Erotic wax play is a type of sensation play. You can use wax play as an activity to create sensations and erotic art on your partner. Think about crafting a sexy scene around wax play candles that builds on sensations, for example wake up the body with a massage and then do some wax play. For safety, use candles designed for erotic wax play - they burn at a lower heat than household candles. Using regular household candles could burn the skin. Wax play can be messy, so be sure to put down a towel!

Ball gags 

Ball gags are silicone or rubber balls attached to a strap that goes into the mouth behind the teeth, propping the mouth open. The visual of ball gags can be sexy and some people use ball gags as an expression of dominance and submission. The size should be comfortable for the wearer and agree head of time on a time limit for how long the gag will be on. Have a non-verbal way of communicating the need to stop or slow things down, like a squeaky object or showing three fingers as a hand signal. 

Bondage and Restraints

Bondage is a super sexy way to bring sensations and dominance and submission (or giving and receiving) into the bedroom.
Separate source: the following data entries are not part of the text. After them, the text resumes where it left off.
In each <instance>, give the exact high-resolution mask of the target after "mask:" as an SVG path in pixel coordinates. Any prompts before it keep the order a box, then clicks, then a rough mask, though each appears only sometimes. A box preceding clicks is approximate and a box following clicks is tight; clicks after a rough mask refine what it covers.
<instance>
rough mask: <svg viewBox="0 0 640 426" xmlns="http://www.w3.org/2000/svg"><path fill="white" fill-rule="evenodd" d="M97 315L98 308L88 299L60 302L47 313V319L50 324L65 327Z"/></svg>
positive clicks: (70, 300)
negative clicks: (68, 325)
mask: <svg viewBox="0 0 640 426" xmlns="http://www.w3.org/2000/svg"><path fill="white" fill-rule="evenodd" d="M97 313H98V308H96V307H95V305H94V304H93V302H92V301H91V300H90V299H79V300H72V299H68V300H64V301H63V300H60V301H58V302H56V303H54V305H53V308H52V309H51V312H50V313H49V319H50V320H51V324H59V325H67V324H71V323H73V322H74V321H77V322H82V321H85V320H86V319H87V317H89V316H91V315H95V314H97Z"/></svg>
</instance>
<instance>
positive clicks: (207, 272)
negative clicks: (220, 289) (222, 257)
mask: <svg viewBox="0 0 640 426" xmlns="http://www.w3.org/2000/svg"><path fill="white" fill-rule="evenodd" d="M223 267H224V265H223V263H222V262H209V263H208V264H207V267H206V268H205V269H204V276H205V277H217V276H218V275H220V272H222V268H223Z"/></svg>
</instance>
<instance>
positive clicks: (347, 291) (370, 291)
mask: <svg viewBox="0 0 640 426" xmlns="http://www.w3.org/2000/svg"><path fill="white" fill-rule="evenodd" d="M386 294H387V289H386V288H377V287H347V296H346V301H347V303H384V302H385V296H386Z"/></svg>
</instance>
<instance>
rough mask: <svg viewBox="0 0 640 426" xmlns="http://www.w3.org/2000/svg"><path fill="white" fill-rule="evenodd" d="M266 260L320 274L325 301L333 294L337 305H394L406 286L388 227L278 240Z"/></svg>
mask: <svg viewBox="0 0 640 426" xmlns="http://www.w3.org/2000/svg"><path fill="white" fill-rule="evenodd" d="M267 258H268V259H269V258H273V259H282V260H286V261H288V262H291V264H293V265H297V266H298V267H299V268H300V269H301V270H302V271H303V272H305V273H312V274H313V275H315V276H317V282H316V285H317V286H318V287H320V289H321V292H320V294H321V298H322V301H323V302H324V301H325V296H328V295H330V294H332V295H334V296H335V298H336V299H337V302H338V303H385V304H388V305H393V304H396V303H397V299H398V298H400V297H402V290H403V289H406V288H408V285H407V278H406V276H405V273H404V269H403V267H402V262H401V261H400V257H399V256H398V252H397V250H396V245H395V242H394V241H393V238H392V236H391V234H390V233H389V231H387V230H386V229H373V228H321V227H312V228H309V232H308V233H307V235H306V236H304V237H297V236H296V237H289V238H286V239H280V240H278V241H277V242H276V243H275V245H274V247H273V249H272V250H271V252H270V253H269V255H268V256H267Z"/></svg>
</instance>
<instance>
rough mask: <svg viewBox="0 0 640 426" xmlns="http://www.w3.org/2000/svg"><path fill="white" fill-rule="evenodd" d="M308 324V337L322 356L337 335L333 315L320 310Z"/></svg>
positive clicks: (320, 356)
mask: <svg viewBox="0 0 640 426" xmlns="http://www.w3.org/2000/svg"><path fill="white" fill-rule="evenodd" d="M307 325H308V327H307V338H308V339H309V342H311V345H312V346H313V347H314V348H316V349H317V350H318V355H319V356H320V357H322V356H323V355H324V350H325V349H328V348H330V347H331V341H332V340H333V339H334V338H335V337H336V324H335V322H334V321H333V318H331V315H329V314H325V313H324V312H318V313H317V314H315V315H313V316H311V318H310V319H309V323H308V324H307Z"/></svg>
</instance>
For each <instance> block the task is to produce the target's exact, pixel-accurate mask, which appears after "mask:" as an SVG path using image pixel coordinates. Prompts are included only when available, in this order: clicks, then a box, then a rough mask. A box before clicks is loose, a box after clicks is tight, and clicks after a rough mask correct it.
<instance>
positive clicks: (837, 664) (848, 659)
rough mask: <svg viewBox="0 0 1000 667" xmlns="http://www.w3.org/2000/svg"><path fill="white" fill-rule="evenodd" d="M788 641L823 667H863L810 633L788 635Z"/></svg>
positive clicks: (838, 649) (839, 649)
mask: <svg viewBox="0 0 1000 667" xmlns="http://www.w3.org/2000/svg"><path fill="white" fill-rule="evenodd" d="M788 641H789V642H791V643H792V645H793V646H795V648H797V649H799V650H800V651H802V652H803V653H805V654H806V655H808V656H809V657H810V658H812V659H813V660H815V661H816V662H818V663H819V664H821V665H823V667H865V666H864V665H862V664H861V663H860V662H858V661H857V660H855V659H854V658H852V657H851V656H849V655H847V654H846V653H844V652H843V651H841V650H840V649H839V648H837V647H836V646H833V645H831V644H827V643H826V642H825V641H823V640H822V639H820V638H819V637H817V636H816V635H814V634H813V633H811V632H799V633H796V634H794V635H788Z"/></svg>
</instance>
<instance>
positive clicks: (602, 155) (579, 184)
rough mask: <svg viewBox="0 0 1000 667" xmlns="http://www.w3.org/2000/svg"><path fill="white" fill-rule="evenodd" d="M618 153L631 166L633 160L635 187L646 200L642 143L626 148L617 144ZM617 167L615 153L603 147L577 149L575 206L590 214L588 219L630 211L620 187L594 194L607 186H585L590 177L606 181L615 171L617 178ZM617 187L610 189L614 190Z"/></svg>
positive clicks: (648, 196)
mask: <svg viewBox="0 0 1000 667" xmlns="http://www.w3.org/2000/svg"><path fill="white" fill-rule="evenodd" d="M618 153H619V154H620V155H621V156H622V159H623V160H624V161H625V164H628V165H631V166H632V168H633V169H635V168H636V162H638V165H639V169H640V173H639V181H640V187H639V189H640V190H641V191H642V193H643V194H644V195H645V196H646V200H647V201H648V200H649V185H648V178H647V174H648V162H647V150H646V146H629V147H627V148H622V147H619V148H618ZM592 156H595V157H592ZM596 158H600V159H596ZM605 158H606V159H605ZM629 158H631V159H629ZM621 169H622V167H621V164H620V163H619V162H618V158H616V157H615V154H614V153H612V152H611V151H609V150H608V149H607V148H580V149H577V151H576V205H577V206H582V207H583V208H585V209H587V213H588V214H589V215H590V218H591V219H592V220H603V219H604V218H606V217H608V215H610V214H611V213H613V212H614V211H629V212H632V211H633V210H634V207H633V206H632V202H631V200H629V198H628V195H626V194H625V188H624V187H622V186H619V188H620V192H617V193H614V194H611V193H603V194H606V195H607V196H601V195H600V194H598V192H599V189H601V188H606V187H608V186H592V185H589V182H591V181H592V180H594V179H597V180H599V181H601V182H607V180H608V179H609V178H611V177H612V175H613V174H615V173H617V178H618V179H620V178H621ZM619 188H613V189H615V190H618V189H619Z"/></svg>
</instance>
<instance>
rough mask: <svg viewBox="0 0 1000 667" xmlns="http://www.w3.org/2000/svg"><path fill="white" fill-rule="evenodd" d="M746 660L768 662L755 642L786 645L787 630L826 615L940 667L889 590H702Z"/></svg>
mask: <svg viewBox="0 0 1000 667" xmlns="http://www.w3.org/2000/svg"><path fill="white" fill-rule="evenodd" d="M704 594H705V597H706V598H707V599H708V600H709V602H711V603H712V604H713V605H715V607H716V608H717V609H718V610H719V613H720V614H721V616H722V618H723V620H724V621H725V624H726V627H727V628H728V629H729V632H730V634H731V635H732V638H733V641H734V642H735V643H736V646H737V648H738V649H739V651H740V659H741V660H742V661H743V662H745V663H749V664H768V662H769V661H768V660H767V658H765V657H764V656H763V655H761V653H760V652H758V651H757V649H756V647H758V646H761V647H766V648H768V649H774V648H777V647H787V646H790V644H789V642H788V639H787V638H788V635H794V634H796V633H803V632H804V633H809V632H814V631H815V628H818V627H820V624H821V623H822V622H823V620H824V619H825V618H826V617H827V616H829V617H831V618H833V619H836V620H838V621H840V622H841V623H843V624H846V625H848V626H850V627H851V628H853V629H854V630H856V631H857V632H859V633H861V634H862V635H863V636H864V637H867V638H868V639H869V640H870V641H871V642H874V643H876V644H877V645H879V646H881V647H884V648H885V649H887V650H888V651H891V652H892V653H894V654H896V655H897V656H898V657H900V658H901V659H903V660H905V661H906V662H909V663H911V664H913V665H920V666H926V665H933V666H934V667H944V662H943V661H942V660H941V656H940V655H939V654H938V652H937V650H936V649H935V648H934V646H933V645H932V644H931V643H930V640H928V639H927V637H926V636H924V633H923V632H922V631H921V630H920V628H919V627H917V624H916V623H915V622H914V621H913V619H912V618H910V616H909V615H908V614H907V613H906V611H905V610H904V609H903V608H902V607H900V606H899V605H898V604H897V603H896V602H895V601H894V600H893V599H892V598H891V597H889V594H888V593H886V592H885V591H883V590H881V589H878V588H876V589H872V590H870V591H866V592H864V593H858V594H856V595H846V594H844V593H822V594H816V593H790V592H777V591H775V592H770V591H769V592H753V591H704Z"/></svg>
You might be playing out an erotic fantasy or just want to try something new! You can use rope, bondage tape, handcuffs and padded wrist/ankle cuffs. Never leave a bound person alone, agree on a safe system (e.g. safe words) ahead of time, and keep surgical scissors nearby to quickly remove the restraints in an emergency. Bondage tape is a great tool for beginners - it doesn’t stick to hair or skin, it’s cheap and disposable and you can use it for wrist or ankle restraints, as a blindfold or even over the mouth as a gag!

Taking fantasies into reality can be intimidating, so remember there’s no pressure to be the perfect kinky partner - building trust in yourself and with your partner is a great foundation to build from. Go slow, embrace playfulness and communicate throughout - with practice, your erotic creativity and confidence will follow!